Les relations sont un miroir.


anarya_snow @ LJ
Nevaëh Ármannsson – devin
Riagán n’est nul autre que le sorcier l’ayant recueillie lorsqu’elle prit la fuite de la citée. Il a à peine plus de dix de plus qu’elle, et pourtant, la fugueuse toucha une corde sensible en lui qu’il ne pensait plus avoir depuis longtemps. Sans doute se voyait-il en elle quelques années plus tôt, lorsque lui-même avait pris la fuite pour tenter sa chance tout seul. Il a donc pris sous son aile la jeune femme indomptable, lui apprenant à rester en vie dans les contrées sauvages, tout en respectant son caractère de feu. C’est donc une relation pour le moins étrange qui s’est installée entre ces deux personnes aux premiers abords si différentes, et qui trouva pourtant sa place le plus naturellement possible. Il est le seul capable d’avoir la moindre autorité sur elle, aussi minime qu’elle soit, et il laissait un peu tomber sa carapace de sorcier revêche en sa présence.



stormfronticons @ LJ
Áedán Kinnaird – druide
Les deux hommes se sont déjà croisés à l’occasion de voyage, et dire que le courant est mal passé serait un euphémisme. La seule chose qui avait empêché leur désaccord de tourner en combat rangé fut que chacun reprit sa route, bien décidé à ne jamais se croiser. Ou plutôt, c’était ce qu’ils espéraient, car c’était sans compter que Áedán fasse la connaissance de la petite protégée du sorcier, et ignore ses demandes de se tenir à l’écart. Il n’hésite pas à le provoquer, adorant attiser le feu sans se douter un seul instant que Riagán est un adversaire bien plus dangereux qu’il ne le soupçonne. Mais qu’à cela ne tienne, Áedán est également puissant dans son domaine, et cela semble être un combat de titans qui les attend. Si les deux hommes n’en sont pas encore venus aux mains, il est peu probable que cela continue ainsi. Car il n’est pas difficile à deviner que les deux individus n’hésiteront pas à mettre leurs menaces respectives à exécution.



graphixed_art @ LJ
Eliezhel Madrovel – singulier
Il y a quelques mois de cela, Riagán s’est retrouvé dans des terres désertes, s’étant laissé prendre au piège par une tempête. N’aimant guère l’idée de trouver des hôtes, il y fut cependant contraint, d’autant plus qu’il ne pouvait ignorer la présence de sa protégée. Les possibilités furent réduites, puisqu’il n’y avait dans les environs qu’une seule maison, celle d’Eliezhel. Les voyageurs furent accueillis dans les règles de l’art, et l’espace d’une soirée, Riagán retrouva là le plaisir d’être au milieu d’une famille, même si cela n’était pas la sienne. Le jeune Eliezhel, se montra plus curieux que jamais sur la vie du sorcier, sans pour autant obtenir une seule réponse. Aussi fut-il aussi déçu de voir la disparition de Riagán le lendemain, mais fut également blessé dans son honneur. Comment un homme pouvait-il accepter l’hospitalité de sa famille, et partir le lendemain sans un mot ? Eliezhel s’est alors mis en tête de le retrouver, et de comprendre un tel comportement qui, il est certain, cache bien plus qu’un simple manque d’éducation.



Sunlight
Tanith Ruane – Héritière
Jolie fille que Tanith avec ses yeux de biche et son air innocent auquel on donnerait Eydis sans confession. Raison de plus pour s'en méfier.
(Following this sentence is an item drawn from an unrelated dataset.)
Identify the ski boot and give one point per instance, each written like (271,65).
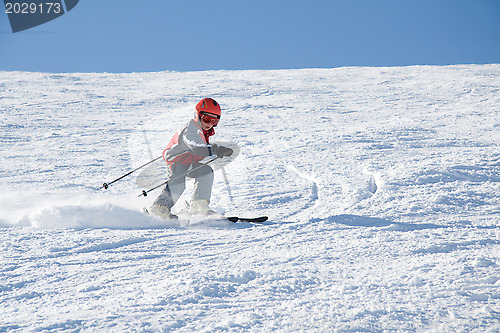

Elle maîtrise étonnamment bien ses pouvoirs pour une sorcière qui se prétend si ignorante et l'aisance avec laquelle elle assouplit sa morale sur certaines choses ont réveillé la méfiance de Riagán. Sans parler de ses fréquentations dont il n'a eu qu'un aperçu que par de brèves remarques. Il a essayé de mener sa petite enquête mais personne ne semble savoir d'où elle vient ni où elle a acquis sa magie. À vrai dire, personne ne semble savoir qui elle est. Pour autant, elle semble rechercher autant sa compagnie en tant que sorcier que les leçons qu'il peut lui apporter. Dans le fond, il est intimement persuadé que comme lui, Tanith a été un temps attirée par la magie noire et cherche à s'en sortir.